Single by Diana Ross

from the album Diana
- B-side: "Where Did We Go Wrong"; "Now That You're Gone";
- Released: September 19, 1980 (UK) / November, 1981 (US)
- Recorded: 1979–Spring 1980
- Studio: Power Station (New York City)
- Genre: R&B; disco; soul;
- Length: 3:55
- Label: Motown
- Songwriters: Nile Rodgers; Bernard Edwards;
- Producers: Nile Rodgers; Bernard Edwards;

Diana Ross singles chronology
| "I'm Coming Out" (1980) | "My Old Piano" (1980) | "It's My Turn" (1980) |

Music video
- "My Old Piano" on YouTube

= My Old Piano =

"My Old Piano" is a song by American R&B singer Diana Ross. It was written and produced by Chic members Nile Rodgers and Bernard Edwards for Ross's self-titled eleventh studio album (1980). In it, Ross sings about the joy of playing a piano, describing it as if it were a person. The song was released on September 19, 1980 as the album's third and final single by Motown Records in the United States, and the second single elsewhere. In an accompanying music video, Ross appears performing the song in an apartment with an old piano.
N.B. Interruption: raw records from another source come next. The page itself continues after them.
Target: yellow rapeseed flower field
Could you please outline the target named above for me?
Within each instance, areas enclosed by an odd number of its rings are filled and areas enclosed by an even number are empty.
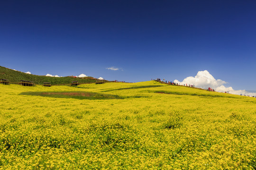
[[[153,81],[0,98],[0,170],[256,169],[255,98]]]

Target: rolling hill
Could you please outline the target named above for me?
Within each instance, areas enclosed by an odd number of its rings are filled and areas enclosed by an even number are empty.
[[[0,169],[256,168],[255,98],[154,81],[76,87],[0,84]]]

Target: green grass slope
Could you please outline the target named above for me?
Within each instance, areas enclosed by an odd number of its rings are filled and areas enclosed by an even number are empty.
[[[92,77],[74,78],[69,76],[63,77],[50,77],[26,74],[20,71],[0,66],[0,79],[9,80],[11,83],[18,83],[21,80],[33,81],[37,85],[43,85],[44,82],[49,82],[52,85],[68,84],[72,81],[78,81],[79,83],[94,83],[96,80]]]
[[[255,98],[153,81],[0,96],[0,169],[256,169]]]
Unlike previous singles "Upside Down" and "I'm Coming Out", "My Old Piano" was not as successful in the United States; however, it was a commercial success in Europe, particularly in the United Kingdom, where it was a Top 5 hit and earned her a British Phonographic Industry (BPI) silver disc award for sales in excess of 250,000 copies.

==Track listings==

7" Single

1. "My Old Piano" 3:55
2. "Where Did We Go Wrong" 3:59

12" Single

1. "My Old Piano" 3:55
2. "Where Did We Go Wrong" 3:59
3. "Now That You're Gone" 3:59

==Charts==

===Weekly charts===

| Chart (1980–1982) | Peak position |
|---|---|
| Australia (Kent Music Report) | 25 |
| Austria (Ö3 Austria Top 40) | 20 |
| Belgium (Ultratop 50 Flanders) | 4 |
| Luxembourg (Radio Luxembourg) | 3 |
| Netherlands (Dutch Top 40) | 2 |
| Netherlands (Single Top 100) | 2 |
| UK Singles (OCC) | 5 |
| US Bubbling Under the Hot 100 (Billboard) | 9 |
| West Germany (GfK) | 15 |

===Year-end charts===

| Chart (1980) | Position |
|---|---|
| Belgium (Ultratop Flanders) | 34 |
| Netherlands (Dutch Top 40) | 32 |
| Netherlands (Single Top 100) | 35 |

==Certifications==

| Region | Certification | Certified units/sales |
| United Kingdom (BPI) | Silver | 200,000^{^} |
^{^} Shipments figures based on certification alone.